By the time Mujuru addressed the rally in the afternoon, thousands of her enthusiastic supporters had gathered at an open council space in the capital that opposition parties now refer to as Freedom Square, as the eagerly-anticipated 2018 national elections beckon.
And the former number two to President Robert Mugabe for many years, both in government and the governing Zanu-PF, did not disappoint the gathered multitudes, emphatically hammering the point home that ZPF was not an extension of Zanu-PF and that she would never return to the former liberation movement.
She also said the reason why she had been hounded from the faction-ridden ruling party in 2014 was because she was a moderate who was prepared to engage the West and listen to ordinary people's voices — a stance that had put her in the line of fire of Zanu-PF hardliners and anarchists.
She also expressed surprise that she had up to now not been charged or taken to court, as Mugabe and other senior Zanu-PF bigwigs had repeatedly threatened to do to her and her allies, on account of a battery of untested allegations that included corruption, abuse of office, witchcraft, and plotting to oust and assassinate the nonagenarian.
"Nanhasi tinongoti tichimuka totarisana navaGumbo, navaMutasa, navaMavhaire toti ah, hatisati tamboenda kujeri, kana mapurisa hatisati tamaona, nyangwe nemaroad blocks … hatisati tambonzi komukai muchienda kujeri.
"Takati ngatirambei takanyarara. Hauvhurirwe docket rekuti warambirei wakanyarara (Rugare Gumbo, Didymus Mutasa, Dzikamai Mavhaire and I always talk about how we have still not been taken to prison or been visited by the police, or stopped at road blocks to be herded to jail. We just said to each other let us remain silent and shame them)," she said.
"Today I stand here to tell you the truth. Everything said about me was a lie. Those who were used to tell the lies have since come out in the open and revealed how they were abused. No lie lives forever," she added.
Mujuru also repeatedly emphasised that her party was "not a Zanu-PF project".
"It is not an extension of Zanu-PF, no. Please get it from me. I am not going back to Zanu-PF. This party has attracted people from a broad political spectrum including those who are apolitical," she asserted to much ululation.

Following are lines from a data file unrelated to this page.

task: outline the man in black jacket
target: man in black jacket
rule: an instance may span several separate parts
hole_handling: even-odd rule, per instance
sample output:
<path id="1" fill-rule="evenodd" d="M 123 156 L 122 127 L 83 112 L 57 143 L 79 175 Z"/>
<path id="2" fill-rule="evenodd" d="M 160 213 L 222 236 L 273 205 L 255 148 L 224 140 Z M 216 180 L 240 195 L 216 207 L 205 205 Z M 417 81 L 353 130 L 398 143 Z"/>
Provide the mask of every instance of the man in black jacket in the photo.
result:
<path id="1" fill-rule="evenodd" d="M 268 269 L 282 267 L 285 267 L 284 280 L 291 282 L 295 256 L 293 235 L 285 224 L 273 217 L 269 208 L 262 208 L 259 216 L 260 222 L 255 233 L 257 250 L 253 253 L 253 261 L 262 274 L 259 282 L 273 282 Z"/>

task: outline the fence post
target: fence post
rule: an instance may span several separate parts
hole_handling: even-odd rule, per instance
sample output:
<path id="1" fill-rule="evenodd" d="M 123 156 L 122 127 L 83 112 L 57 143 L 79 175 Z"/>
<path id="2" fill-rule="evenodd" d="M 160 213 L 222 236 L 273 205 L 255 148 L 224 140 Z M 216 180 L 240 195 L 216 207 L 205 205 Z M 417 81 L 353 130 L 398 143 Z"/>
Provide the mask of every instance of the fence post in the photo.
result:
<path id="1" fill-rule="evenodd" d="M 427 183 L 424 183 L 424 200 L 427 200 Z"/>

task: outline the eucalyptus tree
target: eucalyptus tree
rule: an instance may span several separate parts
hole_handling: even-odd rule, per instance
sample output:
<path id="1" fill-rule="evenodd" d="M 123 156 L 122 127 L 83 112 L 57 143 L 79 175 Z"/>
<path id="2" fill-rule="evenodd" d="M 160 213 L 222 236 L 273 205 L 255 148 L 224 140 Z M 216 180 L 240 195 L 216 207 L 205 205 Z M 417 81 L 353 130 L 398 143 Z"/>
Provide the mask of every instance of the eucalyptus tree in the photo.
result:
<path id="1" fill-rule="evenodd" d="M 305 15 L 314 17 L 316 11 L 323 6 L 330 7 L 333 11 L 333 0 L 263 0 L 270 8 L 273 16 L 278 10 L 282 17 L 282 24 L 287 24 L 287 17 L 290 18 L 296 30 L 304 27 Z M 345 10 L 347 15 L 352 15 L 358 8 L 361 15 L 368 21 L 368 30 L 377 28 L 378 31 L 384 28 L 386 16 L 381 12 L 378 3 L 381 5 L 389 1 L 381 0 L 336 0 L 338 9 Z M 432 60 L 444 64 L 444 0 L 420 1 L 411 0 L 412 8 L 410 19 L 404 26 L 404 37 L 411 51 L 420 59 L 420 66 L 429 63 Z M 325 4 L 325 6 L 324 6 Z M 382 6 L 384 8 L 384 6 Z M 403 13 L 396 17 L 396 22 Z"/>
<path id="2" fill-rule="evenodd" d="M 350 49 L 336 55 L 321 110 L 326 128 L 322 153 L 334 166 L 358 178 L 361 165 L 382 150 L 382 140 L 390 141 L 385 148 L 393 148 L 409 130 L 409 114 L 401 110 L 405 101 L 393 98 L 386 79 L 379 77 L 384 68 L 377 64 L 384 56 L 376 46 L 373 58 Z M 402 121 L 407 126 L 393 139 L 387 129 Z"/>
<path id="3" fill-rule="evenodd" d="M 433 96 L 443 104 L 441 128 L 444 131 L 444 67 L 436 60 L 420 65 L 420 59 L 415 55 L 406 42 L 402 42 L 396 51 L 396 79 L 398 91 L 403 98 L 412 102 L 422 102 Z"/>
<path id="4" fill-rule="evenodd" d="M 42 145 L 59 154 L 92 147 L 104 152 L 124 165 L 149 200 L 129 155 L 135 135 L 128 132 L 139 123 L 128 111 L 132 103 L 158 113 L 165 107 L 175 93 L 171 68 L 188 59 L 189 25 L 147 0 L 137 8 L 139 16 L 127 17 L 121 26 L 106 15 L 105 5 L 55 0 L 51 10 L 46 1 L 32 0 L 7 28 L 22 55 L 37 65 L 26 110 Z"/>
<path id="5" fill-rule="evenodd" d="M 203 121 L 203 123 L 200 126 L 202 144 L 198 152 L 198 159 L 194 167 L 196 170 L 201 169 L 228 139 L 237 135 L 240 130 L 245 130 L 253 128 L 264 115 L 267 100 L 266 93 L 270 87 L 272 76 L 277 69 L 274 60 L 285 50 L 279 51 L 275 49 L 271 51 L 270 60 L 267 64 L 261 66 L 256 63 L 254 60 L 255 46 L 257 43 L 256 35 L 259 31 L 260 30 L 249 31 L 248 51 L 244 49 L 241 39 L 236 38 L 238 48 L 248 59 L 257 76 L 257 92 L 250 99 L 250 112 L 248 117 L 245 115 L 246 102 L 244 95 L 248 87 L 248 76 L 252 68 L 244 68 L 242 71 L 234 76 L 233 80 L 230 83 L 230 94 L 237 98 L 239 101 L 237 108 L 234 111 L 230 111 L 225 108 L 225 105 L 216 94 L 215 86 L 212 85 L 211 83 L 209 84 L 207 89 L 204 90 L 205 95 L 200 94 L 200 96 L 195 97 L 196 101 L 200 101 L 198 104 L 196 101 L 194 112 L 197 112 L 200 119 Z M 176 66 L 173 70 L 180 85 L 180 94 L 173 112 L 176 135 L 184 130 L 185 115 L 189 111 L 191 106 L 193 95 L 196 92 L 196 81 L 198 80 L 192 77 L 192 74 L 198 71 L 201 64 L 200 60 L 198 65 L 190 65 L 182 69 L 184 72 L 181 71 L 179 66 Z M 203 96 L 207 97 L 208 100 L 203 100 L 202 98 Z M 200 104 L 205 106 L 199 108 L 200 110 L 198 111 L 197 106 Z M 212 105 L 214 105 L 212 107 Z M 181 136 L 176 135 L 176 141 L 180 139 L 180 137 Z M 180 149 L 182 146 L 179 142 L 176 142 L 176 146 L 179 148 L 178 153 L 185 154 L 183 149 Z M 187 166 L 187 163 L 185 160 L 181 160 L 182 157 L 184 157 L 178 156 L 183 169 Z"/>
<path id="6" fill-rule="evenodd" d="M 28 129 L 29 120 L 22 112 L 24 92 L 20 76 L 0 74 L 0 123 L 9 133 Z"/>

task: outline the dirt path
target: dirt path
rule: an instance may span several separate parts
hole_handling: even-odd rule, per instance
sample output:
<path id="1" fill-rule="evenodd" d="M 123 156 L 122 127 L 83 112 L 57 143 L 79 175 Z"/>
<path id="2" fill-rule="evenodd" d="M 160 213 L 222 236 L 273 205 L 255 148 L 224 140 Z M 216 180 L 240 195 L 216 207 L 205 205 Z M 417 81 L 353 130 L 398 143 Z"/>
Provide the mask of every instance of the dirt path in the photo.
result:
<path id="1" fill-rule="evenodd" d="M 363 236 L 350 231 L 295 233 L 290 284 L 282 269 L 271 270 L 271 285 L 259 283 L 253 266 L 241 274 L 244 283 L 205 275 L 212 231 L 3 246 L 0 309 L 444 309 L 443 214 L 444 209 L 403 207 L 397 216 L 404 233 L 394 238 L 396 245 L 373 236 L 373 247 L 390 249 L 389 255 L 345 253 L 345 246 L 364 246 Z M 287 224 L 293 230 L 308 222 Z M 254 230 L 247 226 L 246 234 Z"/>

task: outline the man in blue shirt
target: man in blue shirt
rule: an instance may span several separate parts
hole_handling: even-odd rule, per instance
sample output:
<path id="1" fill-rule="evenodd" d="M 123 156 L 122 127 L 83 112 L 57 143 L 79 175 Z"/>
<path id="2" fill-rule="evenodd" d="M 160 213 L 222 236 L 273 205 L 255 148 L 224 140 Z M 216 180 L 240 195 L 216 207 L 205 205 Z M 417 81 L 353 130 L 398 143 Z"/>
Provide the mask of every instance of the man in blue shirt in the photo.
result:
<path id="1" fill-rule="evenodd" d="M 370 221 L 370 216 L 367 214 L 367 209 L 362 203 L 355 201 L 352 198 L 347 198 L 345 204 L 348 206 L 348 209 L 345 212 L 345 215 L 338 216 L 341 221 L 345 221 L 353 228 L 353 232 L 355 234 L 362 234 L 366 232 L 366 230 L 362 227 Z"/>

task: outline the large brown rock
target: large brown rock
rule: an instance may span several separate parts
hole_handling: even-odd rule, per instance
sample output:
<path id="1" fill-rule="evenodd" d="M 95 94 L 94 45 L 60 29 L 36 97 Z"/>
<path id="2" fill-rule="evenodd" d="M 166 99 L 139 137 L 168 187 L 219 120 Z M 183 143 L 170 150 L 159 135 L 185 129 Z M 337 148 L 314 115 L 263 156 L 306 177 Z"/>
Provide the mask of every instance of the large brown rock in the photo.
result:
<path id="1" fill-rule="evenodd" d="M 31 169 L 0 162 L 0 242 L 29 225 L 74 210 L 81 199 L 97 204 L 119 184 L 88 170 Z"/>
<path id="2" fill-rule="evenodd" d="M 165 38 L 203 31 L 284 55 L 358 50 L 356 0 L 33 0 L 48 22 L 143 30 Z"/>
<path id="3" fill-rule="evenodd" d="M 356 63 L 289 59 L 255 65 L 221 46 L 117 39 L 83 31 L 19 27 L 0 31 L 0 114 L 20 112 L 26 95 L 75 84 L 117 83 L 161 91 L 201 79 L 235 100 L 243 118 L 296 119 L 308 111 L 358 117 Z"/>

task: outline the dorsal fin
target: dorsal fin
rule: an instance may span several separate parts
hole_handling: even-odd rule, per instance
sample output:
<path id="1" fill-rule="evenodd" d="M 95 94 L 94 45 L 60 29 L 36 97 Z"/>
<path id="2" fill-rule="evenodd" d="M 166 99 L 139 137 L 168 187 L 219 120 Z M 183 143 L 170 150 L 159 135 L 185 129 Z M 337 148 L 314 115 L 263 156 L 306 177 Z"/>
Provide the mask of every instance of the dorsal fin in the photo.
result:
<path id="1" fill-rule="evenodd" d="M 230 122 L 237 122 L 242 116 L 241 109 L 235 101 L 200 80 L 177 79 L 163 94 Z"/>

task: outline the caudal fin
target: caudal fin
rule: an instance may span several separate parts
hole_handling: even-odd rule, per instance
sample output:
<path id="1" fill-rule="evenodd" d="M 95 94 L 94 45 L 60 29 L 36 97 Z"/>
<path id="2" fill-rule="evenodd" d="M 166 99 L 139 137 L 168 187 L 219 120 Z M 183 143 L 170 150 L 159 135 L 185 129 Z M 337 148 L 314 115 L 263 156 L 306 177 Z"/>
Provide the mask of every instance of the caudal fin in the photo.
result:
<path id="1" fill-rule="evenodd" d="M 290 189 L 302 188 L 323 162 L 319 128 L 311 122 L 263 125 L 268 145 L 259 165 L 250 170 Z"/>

Tapping into the festive atmosphere, she said it was clear that her party had in fact ignited the political appetite of many people who had until now chosen to take a backseat.
"It was as if we lit a match stick at a gas station. People began asking themselves what they were doing with these fools," she said derisively of her erstwhile Zanu-PF colleagues.
Many former Zanu-PF top guns, as well as other senior opposition officials, including from the People's Democratic Party (PDP), graced the occasion.
Clad in khakis and a cap, the atypically gregarious Mujuru also promised her supporters of better days to come, in a post-Zanu-PF Zimbabwe — appealing to war veterans, who were recently put in their places by Mugabe, that ZPF was their home too.
She lamented the fact that many former freedom fighters were still living in abject poverty 36 years after independence while Mugabe was spending money on foreign trips.
She also said that she was saddened by the treatment that war veterans had received at the hands of police two months ago, after they were sprayed with water and teargas when they gathered in Harare to discuss their problems.
Mujuru urged Zimbabweans to reach out to each other and dialogue whenever there were issues, instead of quarrelling and using violence, taking a thinly-disguised pot-shot at Mugabe who once said that Zanu-PF had degrees in violence.
She said many Zimbabweans had lost hope in the ruling party and its government because of their failure to govern the country properly and turn around its economic fortunes.
Mujuru also demanded the removal of draconian laws like the Access to Information and Protection of Privacy Act and the Public Order and Security Act.
And contrasting ZPF to Zanu-PF, she said people in the Diaspora should be allowed to vote, adding that the country was failing to lure investors because of corruption and policy inconsistencies.
Mujuru said her party would revive industries, improve the agricultural sector and parastatals.